Climate policy, at the UN as well as at the State level, has focused largely on emissions (demand). But the climate crisis is structurally driven by fossil fuel production.

Some key facts:

  1. Fossil fuels (coal, oil and gas) still account for around 80% of global primary energy supply.

  2. Global fossil fuel production has not declined — in many regions it continues to expand, despite climate commitments.

    • Fossil fuel supply from 20 major producer countries (which together account for ~80 % of global production) is still increasing in most cases instead of peaking or declining. Yet, based on scientific energy system models, to keep warming to a ≤50 % chance of 1.5 °C, around 60 % of oil and gas reserves and ~90 % of coal reserves would need to remain unextracted by 2050.

    • Governments plan to produce more than double the amount of fossil fuels in 2030 than would be consistent with limiting warming to 1.5°C (UN Production Gap findings).

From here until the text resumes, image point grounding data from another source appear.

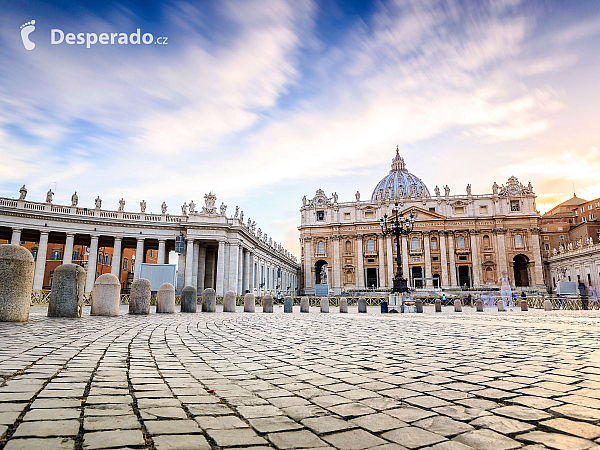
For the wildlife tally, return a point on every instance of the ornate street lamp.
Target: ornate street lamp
(398, 226)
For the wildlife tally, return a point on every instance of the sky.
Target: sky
(263, 102)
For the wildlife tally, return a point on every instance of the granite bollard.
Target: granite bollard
(209, 300)
(457, 305)
(304, 304)
(16, 283)
(267, 303)
(288, 304)
(106, 296)
(250, 303)
(66, 296)
(343, 305)
(229, 302)
(189, 299)
(165, 299)
(362, 305)
(139, 297)
(479, 305)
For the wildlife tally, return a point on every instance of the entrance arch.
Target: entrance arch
(521, 270)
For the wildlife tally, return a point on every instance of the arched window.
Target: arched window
(518, 241)
(321, 248)
(486, 241)
(414, 243)
(370, 245)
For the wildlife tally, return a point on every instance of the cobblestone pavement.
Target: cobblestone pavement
(441, 381)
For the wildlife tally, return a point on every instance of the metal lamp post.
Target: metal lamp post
(398, 226)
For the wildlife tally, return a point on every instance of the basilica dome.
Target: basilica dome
(399, 183)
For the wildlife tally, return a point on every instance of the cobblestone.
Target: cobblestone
(446, 381)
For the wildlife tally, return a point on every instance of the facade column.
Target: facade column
(444, 259)
(337, 266)
(308, 279)
(161, 251)
(405, 268)
(220, 268)
(201, 268)
(240, 277)
(233, 267)
(115, 267)
(195, 264)
(247, 272)
(189, 262)
(452, 259)
(139, 257)
(361, 269)
(68, 252)
(427, 256)
(381, 260)
(537, 257)
(390, 262)
(475, 258)
(40, 261)
(92, 261)
(501, 240)
(16, 237)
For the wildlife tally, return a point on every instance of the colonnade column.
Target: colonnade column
(452, 258)
(475, 258)
(16, 236)
(92, 260)
(240, 277)
(139, 257)
(337, 266)
(501, 239)
(233, 267)
(189, 262)
(161, 251)
(405, 269)
(40, 261)
(443, 259)
(220, 268)
(537, 258)
(361, 269)
(427, 256)
(247, 271)
(390, 262)
(68, 252)
(201, 268)
(115, 267)
(195, 264)
(308, 280)
(381, 259)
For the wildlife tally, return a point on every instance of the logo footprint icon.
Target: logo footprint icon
(26, 29)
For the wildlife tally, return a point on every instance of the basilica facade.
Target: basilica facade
(458, 240)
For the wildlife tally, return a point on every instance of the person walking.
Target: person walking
(505, 289)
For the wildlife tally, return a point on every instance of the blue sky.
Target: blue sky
(265, 101)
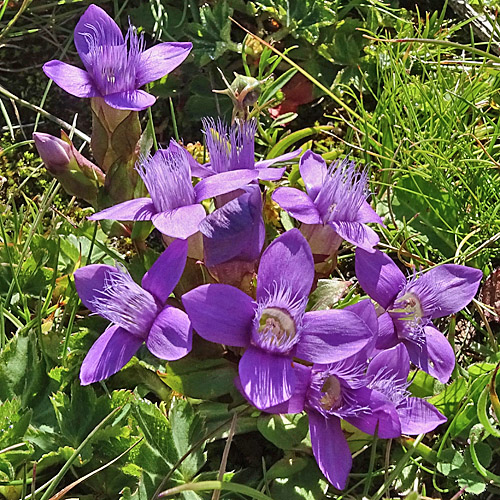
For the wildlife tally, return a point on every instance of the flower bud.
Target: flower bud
(77, 175)
(55, 153)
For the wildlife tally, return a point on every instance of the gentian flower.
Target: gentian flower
(233, 237)
(334, 207)
(116, 67)
(233, 148)
(410, 306)
(275, 328)
(388, 373)
(334, 392)
(137, 313)
(175, 205)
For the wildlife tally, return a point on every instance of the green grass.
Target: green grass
(427, 125)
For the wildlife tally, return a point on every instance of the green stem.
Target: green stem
(216, 485)
(443, 43)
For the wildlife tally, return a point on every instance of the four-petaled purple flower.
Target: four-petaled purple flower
(137, 314)
(334, 207)
(334, 392)
(116, 67)
(388, 373)
(233, 147)
(275, 328)
(175, 205)
(410, 306)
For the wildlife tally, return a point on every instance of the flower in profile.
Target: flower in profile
(411, 305)
(137, 313)
(232, 147)
(175, 207)
(275, 328)
(233, 237)
(115, 66)
(334, 392)
(334, 207)
(388, 373)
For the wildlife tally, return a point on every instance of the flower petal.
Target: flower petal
(170, 336)
(166, 272)
(365, 310)
(89, 282)
(181, 222)
(379, 276)
(435, 356)
(267, 379)
(223, 183)
(330, 449)
(383, 413)
(73, 80)
(394, 363)
(236, 230)
(451, 287)
(109, 354)
(418, 417)
(138, 209)
(298, 204)
(96, 24)
(313, 171)
(357, 234)
(135, 100)
(367, 214)
(333, 335)
(288, 262)
(160, 60)
(281, 158)
(297, 402)
(220, 313)
(387, 336)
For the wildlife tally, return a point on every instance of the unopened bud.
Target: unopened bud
(55, 153)
(78, 176)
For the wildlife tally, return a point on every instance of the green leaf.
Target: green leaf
(203, 379)
(450, 462)
(186, 431)
(448, 400)
(327, 293)
(286, 467)
(284, 431)
(307, 484)
(22, 370)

  3. Existing fossil fuel infrastructure (wells, pipelines, LNG terminals, coal plants) already locks in emissions that would exceed the remaining 1.5°C carbon budget if fully utilized.

  4. Fossil fuel extraction and processing generate long-term environmental and public health damage that persists for decades. Oil spills, methane leaks, coal ash contamination, abandoned wells, groundwater pollution and toxic air emissions leave lasting impacts on ecosystems and communities. Even after production stops, cleanup costs and health consequences continue — often borne by the public rather than the companies responsible.

  5. Exploration licensing for potential projects today determines energy system trajectories for decades : once built, fossil fuel infrastructure operates for decades: Oil and gas fields: 20–40 years, LNG terminals: 30–50 years, Coal plants: often 40+ years. These new production projects create “lock-in effects”: financial, contractual, and political pressures to keep extracting in order to recover investment.

  6. Major producing countries subsidize fossil fuel extraction directly and indirectly through tax breaks, public finance, and export guarantees. Public financial institutions and export credit agencies also continue to support new oil and gas infrastructure abroad.

  7. Energy systems are path-dependent: once pipelines, ports and grids are built, entire regions adapt around them.

  8. Every new oil or gas field increases the risk of stranded assets — infrastructure that becomes economically obsolete in a 1.5°C-aligned transition.

  9. Fossil fuel supply expansion lowers global prices, which stimulates consumption and slows the transition to renewables. 

  10. Managing the decline of fossil fuel production in a planned way is more economically stable than allowing chaotic collapse triggered by climate disasters, price shocks or stranded assets.

Production decisions shape the entire global energy system:

  • They influence global prices.

  • They determine investment flows.

  • They lock in infrastructure.

  • They slow or accelerate renewable deployment.

  • They shape geopolitical power balances.

Without a planned phase-out of fossil fuel production, emissions reductions alone will not be enough. Supply-side action is therefore:

  • A climate necessity.

  • A financial stability measure.

  • A geopolitical de-escalation strategy.

  • A prerequisite for a just transition.

The Santa Marta Conference aims at addressing this gap in the inter-State negotiating process.